Lewandowski, D., Kurowicka, D. and Joe, H. (2009) “Generating random correlation matrices based on vines and extended onion method,” Journal of Multivariate Analysis, 100, pp. 1989–2001.
McElreath, R. (2020) Statistical rethinking: A bayesian course with examples in r and stan.
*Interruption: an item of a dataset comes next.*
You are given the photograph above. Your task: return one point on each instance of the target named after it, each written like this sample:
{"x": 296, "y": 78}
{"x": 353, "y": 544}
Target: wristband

CRC Press.
Paananen, T., Piironen, J., Bürkner, P.-C. and Vehtari, A. (2021) “Implicitly adaptive importance sampling.” Statistics and Computing, 31(16).
Sivula, T., Magnusson, M., Matamoros, A. A. and Vehtari, A. (2025a) “Uncertainty in bayesian leave-one-out cross-validation based model comparison,” Bayesian Analysis. doi: 10.1214/25-BA1569.
Sivula, T., Magnusson, M., Matamoros, A. A. and Vehtari, A. (2025b) “Uncertainty in bayesian leave-one-out cross-validation based model comparison,” Bayesian Analysis. doi: 10.1214/25-BA1569.
Tesso, H. and Vehtari, A. (2026) LOO-PIT predictive model checking,” arXiv preprint arXiv:2603.02928.
Vehtari, A. (2024) “Default prior for negative-binomial shape parameter.”
Vehtari, A., Gabry, J., Magnusson, M., Yao, Y. and Gelman, A. (2022) “Loo: Efficient leave-one-out cross-validation and WAIC for Bayesian models.” Available at: https://mc-stan.org/loo.
Vehtari, A., Gelman, A. and Gabry, J. (2017) “Practical Bayesian model evaluation using leave-one-out cross-validation and WAIC,” Statistics and Computing, 27(5), pp. 1413–1432.
Vehtari, A., Gelman, A., Simpson, D., Carpenter, B. and Bürkner, P.-C. (2021) “Rank-normalization, folding, and localization: An improved \widehat{R} for assessing convergence of MCMC (with discussion),” Bayesian Analysis, 16(2), pp. 667–718.
Vehtari, A., Simpson, D., Gelman, A., Yao, Y. and Gabry, J. (2024) “Pareto smoothed importance sampling,” Journal of Machine Learning Research, 25(72).
Wang, W. and Gelman, A. (2015) “Difficulty of selecting among multilevel models using predictive accuracy,” Statistics and Its Interface, 8(2), pp. 153–160.